I mean swinging would probably be the last resort for me in a relationship in which I did everything I could sexually with my partner/wife and was BORED of it..

The issues are if she gets attention from someone else that she is craving, I could see her leaving you for this man.. 

Try counseling again ?

I mean really what do you tell a guy who seen his wife fvck another guy and BORED...


----------



## lifeistooshort (Mar 17, 2013)

Wow. Your wife wants to be close to you and make love while you see her as a sexual outlet.

How sad.

If she meets someone who wants to be close to her she's going to either have an affair or dump you.
_Posted via Mobile Device_


----------



## NoChoice (Feb 12, 2012)

longtermdude said:


> I would agree that non work time would be a great idea but that is hard to do. I have been out of the office for the last 5 days and away on cases and I came home to a friend. I have no desire for the passion, with that said, I do love my wife just no fire or spark there. Keep in mind we are great friends, run the house and a business with no issues and hardly ever argue much less fight. I am sure her being pre-menopause at a young age has something to do with her being a little slower for bedroom time or it may be because I backed off. If we are apart we miss each other but not like a romantic type thing. But you must understand we basically raised each other from teens till now. We actually met in the 7th grade and have been through a LOT! We have no financial issues really, no real stress other than *business is slow but that can be overcome*. I just wonder if this is what marriage is like at 20+ years and in our 40's or is something not right and I just don't know it. I could not tell you what things should be like, all i know is what I have had for a very long time. Sorry for the ramblings , this is not a simple question or answer. Thanks for the input above and keep it coming, maybe something will click.

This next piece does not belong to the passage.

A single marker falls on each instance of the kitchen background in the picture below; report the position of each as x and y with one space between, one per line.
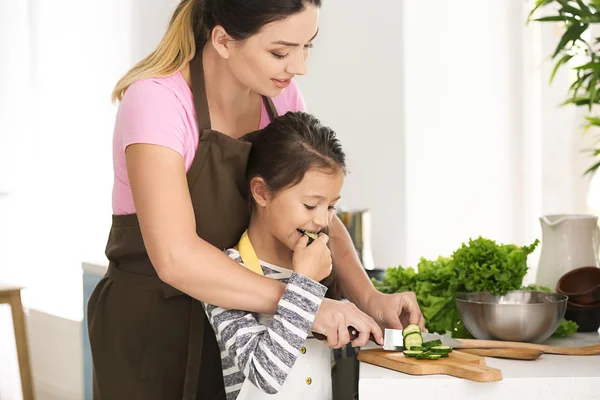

OP, I have one question for you. A marriage takes significant effort to sustain. If you invested the same amount of time, energy and finances into your business and approached it with the same passion as that which is being directed into your marriage would your business be successful? If not, then there is your answer.


----------



## longtermdude (Jan 23, 2013)

Hardtohandle
LOL yes the swinging happened after the Hyst. No the swinging did not continue and it was a mistake and it was never a pleasant experience at all! We both had never been with anyone else, marriage was not so good and it seemed like a good way to spice it up. Well that was a bad idea and neither of us will ever go there again, not worth it at all! BTW the 2 couples we played with over a couple year period of time were people we knew, not strangers. No additional counseling, not going there again. 

lifeistooshort
anything is possible but I doubt she will stray. With what I do for a living she would have to be damn good to make that happen. if she chose to all she needs to do is be honest and not hide anything so we can all move on. No point in cheating and she agrees. 

NoChoice
I don't know, I am not sure that marriage is broken as much as it is stale at the moment. Drive level changes as life happens, stress affects it as well, we were hit by an F5 tornado two years ago and lost everything and had to rebuild, etc. I don't know, fair question.


----------



## Young at Heart (Jan 6, 2015)

longtermdude said:


> .....We did counseling during the separation and that helped heal us as a couple but never helped the sexual desire.
> 
> Sorry I summarized but I did not want to type a book here.
> 
> Any thoughts or ideas? She is a best friend but the sexual desire or as she wants love making is just not there.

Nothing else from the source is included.